※静←臨
雨音が酷く耳に障る。室内の静寂をじわりと侵食していく雨音が、春先の少しだけ生ぬるくなった空気を震わせた。
「シズちゃん」
握り締めた電子機器は何も言わない。煩いのは雨音だけだった。真っ暗な部屋で、緩く波打つシーツの上に身体を投げ出す。
「シズちゃ、ん」
声はどこにも届かない。身体を小さく丸めてみたが、部屋の空気も、雨音も、何も言わない電子機器も、何一つ変わらない。もしかしたら、声なんて出ていなかったのかもしれなかった。
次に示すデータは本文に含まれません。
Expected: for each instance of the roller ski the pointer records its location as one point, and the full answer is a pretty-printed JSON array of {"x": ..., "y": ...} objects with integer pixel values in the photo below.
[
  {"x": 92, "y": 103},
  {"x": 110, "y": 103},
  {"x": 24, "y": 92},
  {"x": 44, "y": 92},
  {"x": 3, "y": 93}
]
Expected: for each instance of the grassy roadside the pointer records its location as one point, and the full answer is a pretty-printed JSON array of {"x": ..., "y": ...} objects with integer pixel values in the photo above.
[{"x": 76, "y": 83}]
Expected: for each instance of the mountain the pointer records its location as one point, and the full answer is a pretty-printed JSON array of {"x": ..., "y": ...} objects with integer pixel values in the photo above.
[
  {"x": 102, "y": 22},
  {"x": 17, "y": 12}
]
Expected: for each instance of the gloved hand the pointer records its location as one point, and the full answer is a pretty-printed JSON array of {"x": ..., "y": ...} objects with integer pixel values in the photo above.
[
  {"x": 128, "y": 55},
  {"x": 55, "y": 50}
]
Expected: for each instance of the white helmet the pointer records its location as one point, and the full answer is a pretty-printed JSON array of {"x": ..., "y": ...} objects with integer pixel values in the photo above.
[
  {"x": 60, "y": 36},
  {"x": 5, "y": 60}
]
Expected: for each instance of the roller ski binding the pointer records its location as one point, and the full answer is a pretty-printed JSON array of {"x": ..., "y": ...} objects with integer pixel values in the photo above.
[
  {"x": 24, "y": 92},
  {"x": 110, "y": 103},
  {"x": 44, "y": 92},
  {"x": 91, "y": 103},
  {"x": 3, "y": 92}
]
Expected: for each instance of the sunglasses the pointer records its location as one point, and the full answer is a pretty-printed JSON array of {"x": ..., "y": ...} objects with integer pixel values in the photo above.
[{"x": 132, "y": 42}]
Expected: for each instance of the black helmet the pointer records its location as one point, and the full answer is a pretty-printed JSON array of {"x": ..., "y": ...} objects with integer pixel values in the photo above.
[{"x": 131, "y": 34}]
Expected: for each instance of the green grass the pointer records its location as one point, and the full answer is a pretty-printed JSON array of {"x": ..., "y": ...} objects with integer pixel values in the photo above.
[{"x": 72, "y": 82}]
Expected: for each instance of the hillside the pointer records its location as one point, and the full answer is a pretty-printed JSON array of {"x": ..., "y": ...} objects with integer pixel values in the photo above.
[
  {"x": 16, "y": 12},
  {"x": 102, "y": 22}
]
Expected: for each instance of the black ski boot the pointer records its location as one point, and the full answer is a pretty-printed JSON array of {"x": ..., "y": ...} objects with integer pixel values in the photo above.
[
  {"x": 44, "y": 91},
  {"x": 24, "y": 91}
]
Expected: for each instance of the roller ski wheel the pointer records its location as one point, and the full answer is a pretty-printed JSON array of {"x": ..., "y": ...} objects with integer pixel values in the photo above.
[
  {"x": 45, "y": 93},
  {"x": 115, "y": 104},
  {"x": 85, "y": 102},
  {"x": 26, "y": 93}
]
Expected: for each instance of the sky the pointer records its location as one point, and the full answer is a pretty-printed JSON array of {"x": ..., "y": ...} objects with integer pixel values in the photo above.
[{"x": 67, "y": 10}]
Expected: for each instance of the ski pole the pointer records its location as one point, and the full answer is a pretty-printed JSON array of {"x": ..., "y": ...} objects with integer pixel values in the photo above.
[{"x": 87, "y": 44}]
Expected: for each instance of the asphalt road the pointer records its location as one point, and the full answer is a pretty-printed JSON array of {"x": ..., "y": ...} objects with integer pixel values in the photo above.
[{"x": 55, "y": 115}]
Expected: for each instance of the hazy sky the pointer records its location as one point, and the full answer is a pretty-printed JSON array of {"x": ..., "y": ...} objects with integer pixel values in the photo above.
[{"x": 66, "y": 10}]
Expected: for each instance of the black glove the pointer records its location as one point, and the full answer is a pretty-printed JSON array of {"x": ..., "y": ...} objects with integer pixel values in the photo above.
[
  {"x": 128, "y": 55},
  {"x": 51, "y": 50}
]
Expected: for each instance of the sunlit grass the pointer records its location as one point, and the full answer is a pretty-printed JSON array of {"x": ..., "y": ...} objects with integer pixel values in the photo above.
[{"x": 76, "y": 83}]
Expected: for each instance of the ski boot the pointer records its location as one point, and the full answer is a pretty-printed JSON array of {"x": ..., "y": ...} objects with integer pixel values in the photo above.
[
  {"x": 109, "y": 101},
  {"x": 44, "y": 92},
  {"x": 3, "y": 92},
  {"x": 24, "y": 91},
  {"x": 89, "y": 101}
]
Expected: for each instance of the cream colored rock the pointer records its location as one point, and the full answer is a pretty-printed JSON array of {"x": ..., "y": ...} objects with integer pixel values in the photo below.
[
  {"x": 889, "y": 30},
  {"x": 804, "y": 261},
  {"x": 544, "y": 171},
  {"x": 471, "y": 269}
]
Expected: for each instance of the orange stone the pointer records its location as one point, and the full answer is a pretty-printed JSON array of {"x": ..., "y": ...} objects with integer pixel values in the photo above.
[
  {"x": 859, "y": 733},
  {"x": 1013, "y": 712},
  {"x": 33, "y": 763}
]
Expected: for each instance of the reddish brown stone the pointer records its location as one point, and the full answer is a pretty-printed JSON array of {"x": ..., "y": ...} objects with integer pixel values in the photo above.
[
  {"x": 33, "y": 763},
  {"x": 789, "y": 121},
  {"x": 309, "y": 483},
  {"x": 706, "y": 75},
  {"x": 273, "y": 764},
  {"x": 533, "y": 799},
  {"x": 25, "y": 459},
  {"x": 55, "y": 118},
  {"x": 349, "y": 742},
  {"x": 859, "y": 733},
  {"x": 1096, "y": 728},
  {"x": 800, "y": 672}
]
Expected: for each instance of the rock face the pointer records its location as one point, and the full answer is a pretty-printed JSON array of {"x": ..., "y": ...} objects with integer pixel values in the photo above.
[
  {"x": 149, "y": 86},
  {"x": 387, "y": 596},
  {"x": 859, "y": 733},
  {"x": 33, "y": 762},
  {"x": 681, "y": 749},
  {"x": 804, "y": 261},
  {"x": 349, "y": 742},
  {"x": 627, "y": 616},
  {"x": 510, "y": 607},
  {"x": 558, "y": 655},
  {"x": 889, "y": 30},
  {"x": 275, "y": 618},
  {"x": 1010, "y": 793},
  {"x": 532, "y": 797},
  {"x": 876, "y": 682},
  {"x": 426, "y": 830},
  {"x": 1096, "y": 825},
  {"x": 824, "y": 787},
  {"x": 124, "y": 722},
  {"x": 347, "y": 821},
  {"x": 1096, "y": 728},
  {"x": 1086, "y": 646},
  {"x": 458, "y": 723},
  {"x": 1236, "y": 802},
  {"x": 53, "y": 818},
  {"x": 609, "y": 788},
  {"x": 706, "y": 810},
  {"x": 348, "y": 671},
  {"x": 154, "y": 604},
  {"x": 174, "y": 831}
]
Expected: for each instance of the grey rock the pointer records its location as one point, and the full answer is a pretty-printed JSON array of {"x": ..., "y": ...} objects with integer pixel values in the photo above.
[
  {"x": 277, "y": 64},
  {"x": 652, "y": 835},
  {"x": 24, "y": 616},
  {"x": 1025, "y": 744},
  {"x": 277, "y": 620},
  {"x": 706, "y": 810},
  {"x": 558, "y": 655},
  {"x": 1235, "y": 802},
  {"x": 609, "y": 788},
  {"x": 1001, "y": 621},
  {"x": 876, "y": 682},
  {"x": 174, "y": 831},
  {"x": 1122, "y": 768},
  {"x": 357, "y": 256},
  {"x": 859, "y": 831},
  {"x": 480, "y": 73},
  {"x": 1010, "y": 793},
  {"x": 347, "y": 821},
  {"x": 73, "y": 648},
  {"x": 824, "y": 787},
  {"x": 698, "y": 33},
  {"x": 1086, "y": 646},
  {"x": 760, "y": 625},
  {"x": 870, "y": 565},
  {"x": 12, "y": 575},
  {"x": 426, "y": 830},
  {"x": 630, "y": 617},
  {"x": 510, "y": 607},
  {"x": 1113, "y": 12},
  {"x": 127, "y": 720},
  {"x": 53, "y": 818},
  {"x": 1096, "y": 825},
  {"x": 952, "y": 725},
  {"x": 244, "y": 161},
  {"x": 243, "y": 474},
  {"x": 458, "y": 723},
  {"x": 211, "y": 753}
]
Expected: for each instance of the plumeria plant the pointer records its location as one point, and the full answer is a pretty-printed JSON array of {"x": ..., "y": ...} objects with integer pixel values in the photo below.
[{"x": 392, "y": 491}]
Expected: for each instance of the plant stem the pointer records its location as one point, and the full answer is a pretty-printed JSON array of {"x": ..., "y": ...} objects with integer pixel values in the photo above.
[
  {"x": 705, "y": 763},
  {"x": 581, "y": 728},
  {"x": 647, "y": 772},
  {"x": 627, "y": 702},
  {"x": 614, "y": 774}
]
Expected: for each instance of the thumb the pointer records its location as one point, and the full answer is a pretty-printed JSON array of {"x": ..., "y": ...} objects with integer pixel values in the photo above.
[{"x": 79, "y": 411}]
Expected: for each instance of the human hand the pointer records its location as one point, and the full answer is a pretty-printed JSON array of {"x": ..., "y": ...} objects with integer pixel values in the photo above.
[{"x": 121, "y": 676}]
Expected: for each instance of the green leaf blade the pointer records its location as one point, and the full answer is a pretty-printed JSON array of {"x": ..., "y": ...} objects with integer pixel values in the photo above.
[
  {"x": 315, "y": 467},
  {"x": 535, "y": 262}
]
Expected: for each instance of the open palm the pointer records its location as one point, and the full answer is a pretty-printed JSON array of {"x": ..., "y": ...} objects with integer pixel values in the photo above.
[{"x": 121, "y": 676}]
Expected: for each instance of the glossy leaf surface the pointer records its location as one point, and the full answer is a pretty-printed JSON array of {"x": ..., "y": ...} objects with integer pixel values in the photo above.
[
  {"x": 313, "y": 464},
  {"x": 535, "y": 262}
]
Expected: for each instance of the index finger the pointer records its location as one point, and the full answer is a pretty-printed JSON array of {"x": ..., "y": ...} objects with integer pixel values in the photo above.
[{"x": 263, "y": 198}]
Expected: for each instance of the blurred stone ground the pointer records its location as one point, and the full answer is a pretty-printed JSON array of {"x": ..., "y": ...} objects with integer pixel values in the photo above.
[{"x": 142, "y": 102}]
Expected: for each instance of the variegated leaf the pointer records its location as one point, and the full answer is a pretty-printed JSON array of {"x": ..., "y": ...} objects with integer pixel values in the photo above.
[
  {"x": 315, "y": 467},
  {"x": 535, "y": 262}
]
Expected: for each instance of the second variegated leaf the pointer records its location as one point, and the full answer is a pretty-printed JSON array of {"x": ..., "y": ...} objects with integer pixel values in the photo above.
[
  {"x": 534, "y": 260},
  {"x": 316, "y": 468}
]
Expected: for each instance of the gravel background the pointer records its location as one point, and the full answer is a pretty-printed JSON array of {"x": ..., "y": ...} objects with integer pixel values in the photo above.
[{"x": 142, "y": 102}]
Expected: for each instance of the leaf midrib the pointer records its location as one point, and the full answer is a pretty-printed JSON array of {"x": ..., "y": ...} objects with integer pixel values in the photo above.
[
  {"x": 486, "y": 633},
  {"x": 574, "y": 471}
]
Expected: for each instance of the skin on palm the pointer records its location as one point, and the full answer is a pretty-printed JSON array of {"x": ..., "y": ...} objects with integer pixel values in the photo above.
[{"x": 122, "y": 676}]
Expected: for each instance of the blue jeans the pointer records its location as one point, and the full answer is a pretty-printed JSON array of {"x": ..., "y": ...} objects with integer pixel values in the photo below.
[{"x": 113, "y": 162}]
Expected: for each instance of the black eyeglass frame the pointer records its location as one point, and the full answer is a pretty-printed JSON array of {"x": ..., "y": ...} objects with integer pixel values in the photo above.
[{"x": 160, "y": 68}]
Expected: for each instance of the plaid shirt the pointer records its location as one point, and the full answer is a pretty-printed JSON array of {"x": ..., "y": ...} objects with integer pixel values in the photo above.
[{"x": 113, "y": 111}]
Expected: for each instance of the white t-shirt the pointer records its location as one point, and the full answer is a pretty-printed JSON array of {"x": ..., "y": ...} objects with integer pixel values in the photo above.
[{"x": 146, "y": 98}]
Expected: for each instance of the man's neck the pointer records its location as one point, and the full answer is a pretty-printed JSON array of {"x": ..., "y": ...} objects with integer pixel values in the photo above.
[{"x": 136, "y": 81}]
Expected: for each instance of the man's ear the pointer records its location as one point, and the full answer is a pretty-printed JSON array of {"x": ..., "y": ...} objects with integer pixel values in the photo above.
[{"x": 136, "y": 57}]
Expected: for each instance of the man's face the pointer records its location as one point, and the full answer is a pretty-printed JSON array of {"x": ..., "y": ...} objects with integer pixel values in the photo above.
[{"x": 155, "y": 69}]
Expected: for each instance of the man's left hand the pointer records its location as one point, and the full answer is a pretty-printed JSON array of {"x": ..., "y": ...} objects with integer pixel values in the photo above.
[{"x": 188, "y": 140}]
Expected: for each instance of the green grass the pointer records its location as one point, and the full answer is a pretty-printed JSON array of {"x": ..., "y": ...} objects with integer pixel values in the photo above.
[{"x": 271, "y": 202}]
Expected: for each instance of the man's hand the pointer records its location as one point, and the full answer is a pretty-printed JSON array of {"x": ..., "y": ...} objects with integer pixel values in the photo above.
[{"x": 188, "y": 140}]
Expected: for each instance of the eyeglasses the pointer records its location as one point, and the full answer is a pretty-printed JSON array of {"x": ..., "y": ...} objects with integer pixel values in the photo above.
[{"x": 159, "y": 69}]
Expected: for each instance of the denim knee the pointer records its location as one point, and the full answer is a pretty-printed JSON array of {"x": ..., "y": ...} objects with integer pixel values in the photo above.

鼓膜を震わせるのは、窓を打ち付けるねっとりとした雨だけで。
「月は見えるかなぁ」
身体を少しだけ起こして、窓の外に視線をやった。こんな雨の夜に、月なんて見えるはずもない。月が見えたらいいのに、とぼんやりと思った。そうしたら、この声は届く。
「シズちゃん、 、」
生ぬるい静寂。月は見えない。静寂は直ぐに掻き消され、雨粒が再び窓を叩く。
(雨の夜に月が見えれば、本当のことを言おうって決めている)
願いは、未だ叶わず。
銃声のような雨の音に、静かに、目を閉じた。
雨夜の月
――願うだけで決して叶うことのない願いのこと
*――*――*
センチメンタル臨也さん
雨夜の月の意味は、調べたのが今から2年以上前なので、正直あんまり覚えてないです
(リアタイSSログ)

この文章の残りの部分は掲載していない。